Output MXIPY=ECI dropped 5.7 percent compared with September 2009, the national statistics agency said on Wednesday. That was more moderate than the 6.5 percent decline forecast by analysts.
Mexico’s economy nosedived early in the year as the U.S. recession choked off demand for cars, refrigerators and other goods made south of the border.
However, the rate of decline has been easing in recent months. In further evidence of a rebound, industrial output MXIP=ECI edged up 0.15 percent in September from August.
“This suggests that the second half of the year is likely to show an improvement compared to the horrible first half,” said Bertrand Delgado, en economist at RGE Monitor in New York.
Orders from the United States have risen slightly in the last few months for the turnstiles and other security goods made at Mexican firm CIDET’s factory just north of the capital, though sales are still below where they were this time last year.
“We don’t have any new clients, but our regulars have made slightly bigger orders recently,” said Agustin Alfonseca, who is in charge of distribution at CIDET.
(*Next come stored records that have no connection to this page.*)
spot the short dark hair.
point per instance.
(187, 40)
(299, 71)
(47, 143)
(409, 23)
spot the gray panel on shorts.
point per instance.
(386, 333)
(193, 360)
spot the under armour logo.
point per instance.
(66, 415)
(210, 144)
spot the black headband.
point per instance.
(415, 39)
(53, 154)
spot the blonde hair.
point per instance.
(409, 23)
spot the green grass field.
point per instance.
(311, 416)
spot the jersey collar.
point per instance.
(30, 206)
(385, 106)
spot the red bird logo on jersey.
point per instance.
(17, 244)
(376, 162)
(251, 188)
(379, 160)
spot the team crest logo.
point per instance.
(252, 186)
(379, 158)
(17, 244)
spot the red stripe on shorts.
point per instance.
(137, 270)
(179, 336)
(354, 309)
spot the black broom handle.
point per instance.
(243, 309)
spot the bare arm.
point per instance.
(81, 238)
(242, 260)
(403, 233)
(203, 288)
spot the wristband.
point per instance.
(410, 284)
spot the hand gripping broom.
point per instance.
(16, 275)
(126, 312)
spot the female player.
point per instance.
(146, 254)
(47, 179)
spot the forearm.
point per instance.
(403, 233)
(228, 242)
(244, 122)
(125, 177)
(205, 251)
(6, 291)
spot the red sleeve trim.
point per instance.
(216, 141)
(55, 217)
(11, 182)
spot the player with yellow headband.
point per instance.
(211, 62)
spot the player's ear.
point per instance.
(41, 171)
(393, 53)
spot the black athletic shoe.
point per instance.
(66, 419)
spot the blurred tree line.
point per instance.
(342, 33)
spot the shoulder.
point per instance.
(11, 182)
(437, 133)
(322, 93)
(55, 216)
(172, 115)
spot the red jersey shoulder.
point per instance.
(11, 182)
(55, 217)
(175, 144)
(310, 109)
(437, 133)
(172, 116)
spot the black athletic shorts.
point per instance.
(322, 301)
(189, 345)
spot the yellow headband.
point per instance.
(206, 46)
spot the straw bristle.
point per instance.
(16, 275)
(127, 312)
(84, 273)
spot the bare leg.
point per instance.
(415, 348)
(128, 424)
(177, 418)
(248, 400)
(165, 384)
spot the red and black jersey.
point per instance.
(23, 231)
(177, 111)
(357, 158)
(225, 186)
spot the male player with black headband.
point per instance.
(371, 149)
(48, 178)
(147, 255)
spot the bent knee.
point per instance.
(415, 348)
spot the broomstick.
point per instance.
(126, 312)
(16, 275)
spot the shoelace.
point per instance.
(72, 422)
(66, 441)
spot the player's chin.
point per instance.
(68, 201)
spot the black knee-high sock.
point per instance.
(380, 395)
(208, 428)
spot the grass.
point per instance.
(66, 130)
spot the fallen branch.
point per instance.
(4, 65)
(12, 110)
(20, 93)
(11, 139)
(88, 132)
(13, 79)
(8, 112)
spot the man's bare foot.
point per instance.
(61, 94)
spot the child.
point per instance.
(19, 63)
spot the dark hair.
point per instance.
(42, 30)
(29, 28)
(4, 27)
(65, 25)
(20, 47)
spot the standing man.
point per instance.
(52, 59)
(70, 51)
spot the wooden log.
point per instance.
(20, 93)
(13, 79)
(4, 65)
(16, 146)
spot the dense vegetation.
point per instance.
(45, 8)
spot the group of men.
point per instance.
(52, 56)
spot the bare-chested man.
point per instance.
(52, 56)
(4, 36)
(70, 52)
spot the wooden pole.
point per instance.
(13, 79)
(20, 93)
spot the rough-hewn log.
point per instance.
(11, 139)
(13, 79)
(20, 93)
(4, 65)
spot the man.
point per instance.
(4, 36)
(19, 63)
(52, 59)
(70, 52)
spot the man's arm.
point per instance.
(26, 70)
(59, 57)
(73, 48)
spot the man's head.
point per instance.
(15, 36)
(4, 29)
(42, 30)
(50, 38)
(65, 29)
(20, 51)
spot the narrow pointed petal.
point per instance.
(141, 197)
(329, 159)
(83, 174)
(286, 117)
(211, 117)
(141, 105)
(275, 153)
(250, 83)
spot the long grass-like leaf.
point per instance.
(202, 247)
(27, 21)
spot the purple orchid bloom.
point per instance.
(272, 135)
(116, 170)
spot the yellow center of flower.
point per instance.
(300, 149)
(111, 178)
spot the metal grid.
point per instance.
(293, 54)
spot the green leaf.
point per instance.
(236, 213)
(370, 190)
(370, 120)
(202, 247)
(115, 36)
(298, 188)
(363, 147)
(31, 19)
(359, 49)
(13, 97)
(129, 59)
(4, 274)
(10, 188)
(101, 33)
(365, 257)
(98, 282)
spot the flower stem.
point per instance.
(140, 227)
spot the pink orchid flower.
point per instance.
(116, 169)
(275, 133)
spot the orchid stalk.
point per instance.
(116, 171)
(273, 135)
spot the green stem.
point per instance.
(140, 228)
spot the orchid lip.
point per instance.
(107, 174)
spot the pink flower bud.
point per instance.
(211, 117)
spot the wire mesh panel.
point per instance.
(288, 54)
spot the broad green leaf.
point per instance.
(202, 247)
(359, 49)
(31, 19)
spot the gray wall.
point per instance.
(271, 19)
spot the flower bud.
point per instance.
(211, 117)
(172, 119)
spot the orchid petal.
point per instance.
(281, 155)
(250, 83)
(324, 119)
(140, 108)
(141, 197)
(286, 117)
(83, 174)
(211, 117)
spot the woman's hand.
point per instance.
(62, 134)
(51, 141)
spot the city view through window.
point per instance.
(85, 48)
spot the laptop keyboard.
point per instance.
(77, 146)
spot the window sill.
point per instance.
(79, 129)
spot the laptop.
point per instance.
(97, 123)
Mexico’s economy entered recession in mid-2008 as the factory slowdown fueled an upward spike in unemployment that led Mexico’s consumers to cut back on retail purchases.
After several months of double-digit declines earlier in the year, September’s fall in industrial output was the most moderate since November 2008.
Mexico’s economy is expected to contract 7.2 percent in 2009, according to a recent central bank poll of economists. That would mark the country’s steepest economic contraction since 1932.
The central bank thinks Mexico climbed out of recession in the third quarter on higher U.S. demand for exports. The bank forecasts growth of about 3 percent in the July-September period from the previous quarter.
Economists, however, think some of that growth was likely derived from a surge in the auto industry after the U.S. government gave Americans cash incentives to buy new cars. Some of the gains in sales registered in recent months could lead to lower demand from U.S. consumers later in the year, they say.
Mexico is one of the world’s leading car manufacturers and its auto output has risen for four straight months through October, though production remains well below last year’s levels.
George Pipas, sales analysis manager for Ford Motor Co (F.N) in Dearborn, Michigan, said output at the U.S. automaker’s Mexican plants appears to have turned a corner, though a sustained rebound will need healthy U.S. consumer spending.
“We expect to see a modest recovery,” he said. “But heck, it depends on the U.S. economy.”
Ford, nonetheless, is still investing in Mexico. The company plans to open a diesel engine plant next week in the northern Mexican state of Chihuahua.
In a separate report, the statistics agency said Mexico’s gross fixed investment, a measure of spending on machinery, equipment and construction, slid 11.2 percent in August from the year-ago period.